In his first budget proposal to Congress, President Biden flagged an issue with broad ranging implications, from environmental justice to conservation to climate change. Orphaned and abandoned wells have become a growing problem across the United States, with the Environmental Protection Agency (EPA) estimating that, as of 2016, there were 3.1 million orphaned and abandoned wells located across the country. Because of record-keeping lapses, that number may be even higher, with some researchers finding well over 1 million “undocumented” wells, meaning their locations and status are unknown.
Before we look at what these numbers translate into on the ground, a bit of terminology (since these terms are not consistently used by stakeholders):
- Orphaned Wells: Idle wells with no known operator or owner who could be held responsible for cleaning up and plugging the open well.
- Abandoned Wells: Idle wells with no recent production activity where the operator or owner is known and thus could be held responsible for cleaning up and plugging the open well.
Orphaned wells, due to the lack of a responsible owner or operator, represent a staggering financial liability for the past irresponsible actions of oil and gas producers across the country.

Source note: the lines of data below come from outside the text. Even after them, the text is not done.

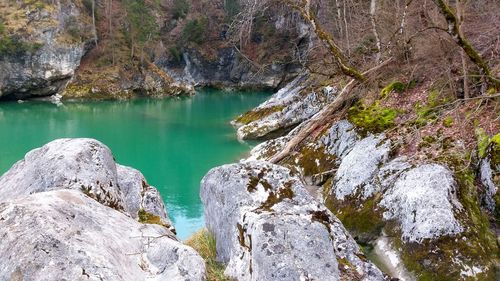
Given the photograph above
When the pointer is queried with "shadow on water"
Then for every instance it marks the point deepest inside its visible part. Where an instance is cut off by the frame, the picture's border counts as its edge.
(172, 141)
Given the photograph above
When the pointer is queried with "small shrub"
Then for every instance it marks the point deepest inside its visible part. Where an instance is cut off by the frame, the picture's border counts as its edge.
(145, 217)
(448, 122)
(428, 112)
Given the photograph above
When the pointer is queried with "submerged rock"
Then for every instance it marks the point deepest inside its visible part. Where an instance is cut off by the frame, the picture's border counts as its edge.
(65, 235)
(85, 165)
(268, 227)
(357, 169)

Not only are these wells often hidden, but they are also known to leak crude oil, contaminate groundwater, leach into soils, and be a major source of methane leaks, one of the most potent greenhouse gases driving climate change.
Estimates vary widely on the cost to remediate this problem and the ongoing harms it is causing for individuals and communities whose homes and businesses are close to these wells. But the costs of fixing this problem are substantial. One of the most recent studies examining the issue in New Mexico, for example, found that the cost of remediating just that state’s orphaned and abandoned wells would cost north of $8 billion. Nationally, Carbon Tracker has put a $280 billion price estimate on the problem, and that doesn’t even include the million plus undocumented wells, which will not only be costly to plug, but also costly to locate.
Orphaned and abandoned wells can profoundly affect day to day life. For people living near old, unplugged wells, seeping toxic gases can lead to chronic health issues, or make the areas around wells no-go zones due to the dangers present. And because the location and even existence of many wells is completely unknown, they can also present risks to those who unknowingly build on top of them—a situation not unheard of that can cause structural damage to buildings or cause homes to fill with odorless, explosive methane.
In short, orphaned and abandoned wells are a constant and present danger. And its high time we put every effort into addressing this problem. President Biden’s budget request puts an important spotlight on this issue, and at the same time congressional leaders have proposed significant boosts in funding and important reforms that would better ensure that oil and gas producers remain financially responsible for cleaning up the messes they too often leave behind.
The good news: fixing this problem can create a lot of jobs. And that’s why it’s also a key aspect of Biden’s American Jobs Program.